Samphire is one salty and crisp vegetable that has quickly grown in popularity over the past years as they have been an ingredient used on various food programmes. Growing in specific areas across the UK, samphire is a vegetable that is high in minerals with an extra salty flavour. While you can eat it raw, it’s best cooked. But what if you have extra? Can you freeze samphire?
Samphire is one of those vegetables that has been a hidden gem in the UK for years. There are two types of samphire available. The first and most abundant is the marsh samphire with its vibrant green stalks and a crisp and salty taste and then there is the less available rock samphire which is less pleasant in both flavour and fragrance. The differences between these two types of samphire significantly affects how they are used in various dishes.
While rock Samphire is often pickled and found in gourmet shops, the readily available marsh samphire is similar to baby asparagus and when small, can be used as a fresh raw ingredient in salads. When it comes to an excess of samphire there are a few dos and do nots that others have tried – with definite results.

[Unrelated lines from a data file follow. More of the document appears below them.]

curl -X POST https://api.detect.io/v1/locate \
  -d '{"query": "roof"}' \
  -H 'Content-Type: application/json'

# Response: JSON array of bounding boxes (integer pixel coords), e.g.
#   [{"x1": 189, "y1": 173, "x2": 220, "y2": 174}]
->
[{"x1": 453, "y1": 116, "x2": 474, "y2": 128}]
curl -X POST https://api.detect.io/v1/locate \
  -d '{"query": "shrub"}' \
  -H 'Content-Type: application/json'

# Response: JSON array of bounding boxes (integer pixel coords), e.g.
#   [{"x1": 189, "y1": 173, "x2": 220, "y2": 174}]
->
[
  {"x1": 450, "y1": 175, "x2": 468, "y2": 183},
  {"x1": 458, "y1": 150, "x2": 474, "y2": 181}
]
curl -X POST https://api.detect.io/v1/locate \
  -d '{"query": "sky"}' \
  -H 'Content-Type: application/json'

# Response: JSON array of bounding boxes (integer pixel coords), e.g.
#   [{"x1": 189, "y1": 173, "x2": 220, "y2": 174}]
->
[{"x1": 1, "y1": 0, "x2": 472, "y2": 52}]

Use the table of contents below to navigate through this article to answer some of the most common questions people have when it comes to freezing samphire:
How to Freeze Samphire
The first step to freezing samphire is to not cook it! Since samphire can act as more of a seasoning with the salty flavour than a vegetable ingredient, it is best to take caution when planning to store it. When properly stored in the refrigerator, samphire can be kept for a few days.
However, after cooking followed by being frozen, samphire has been noted to have an increase in salty flavouring and degeneration of texture. Overall, poorly stored samphire will lead to a veggie that is too flavourful while lacking in the typical satisfying texture.
Those who have had success with freezing samphire recommend the following:
- Wash fresh samphire in cool water
- Blanch the samphire
- Pat dry and allow to cool
- Wrap samphire tightly in parchment paper – avoid direct contact with plastics
- Tightly seal wrapped samphire in an air-tight freezer-safe plastic bag or storage container
- Label and store in the freezer
While freezing is one way to keep samphire long-term, another method to keep samphire on hand is to simply pickle it. There are numerous ways to pickle samphire with many different recipes available for making the perfect dish.
How Long Can You Freeze Samphire?
Samphire is one green vegetable that has a tendency to degenerate under even the best of circumstances. When freezing your samphire, it is recommended to use it sooner than later, with a strong recommendation to only freeze your fresh samphire for a maximum of 3 to 4 weeks.
You Can Freeze Samphire for up 4 Weeks
How Do You Defrost Samphire?
When it comes to freezing and defrosting, samphire is one of the more delicate ingredients. Samphire is not only very salty but it has a good amount of water content as well which means when frozen and defrosted the water within the samphire has a high chance of being removed. This leaves you with an extra salty ingredient that may or may not be usable.
Take caution when defrosting your frozen samphire and do it slowly in the back of your refrigerator overnight. Preferably, once half-defrosted, use your samphire in your chosen recipe with full expectations of a bit more salt content than is found in fresh Samphire.
Does Samphire Freeze Well?
The short answer is no.
When it comes to comparing fresh samphire with its frozen and defrosted counterpart, the two are lacking in similarities. As mentioned above, frozen samphire has a high risk of the water content being removed leaving all of the salt content. Samphire additionally loses its cactus-like texture which gives it a crisp crunch. It is recommended to use frozen then defrosted samphire as a blended or liquified ingredient.
Other Questions about Samphire
Below are a few of the other common questions we have come across when it comes to samphire – some related to freezing and some not. If you’re still sat there with a question or two about samphire then drop a comment at the bottom of this article and we’ll aim to help out as much as possible.
What is Samphire?
There are actually two varieties of samphire but the marsh samphire variety is the one widely available in supermarkets. It has bright green, crunchy stalks that are packed full of salty flavours. It’s at its best during July and August – ultimately, the brighter the samphire the better it will be. If storing it in the fridge then it will only last a matter of days if you’re lucky.
Unfortunately, as discussed, freezing samphire isn’t really the best option either so if you buy samphire or are lucky to have foraged some then you’ll need to try and consume it as soon as possible.
How Do You Cook Samphire?
Before you cook your samphire, it’s always a good idea to give it a good wash. Sand can often get lodged between the little cracks so give it a good wash. You’ll then want to blanch the samphire just for a minute or two in water. Drain, run under cold water to stop the cooking then return to the pan with a knob of butter.
DO NOT Season Your Samphire – It’s Already Salt Enough!
Can You Freeze Cooked Samphire?
In the same way, raw samphire doesn’t freeze well, the same can be said for cooked samphire. Unfortunately, the texture is completely off when frozen. We would avoid freezing cooked samphire. In fact, cooked samphire freezes worse than its raw counterpart.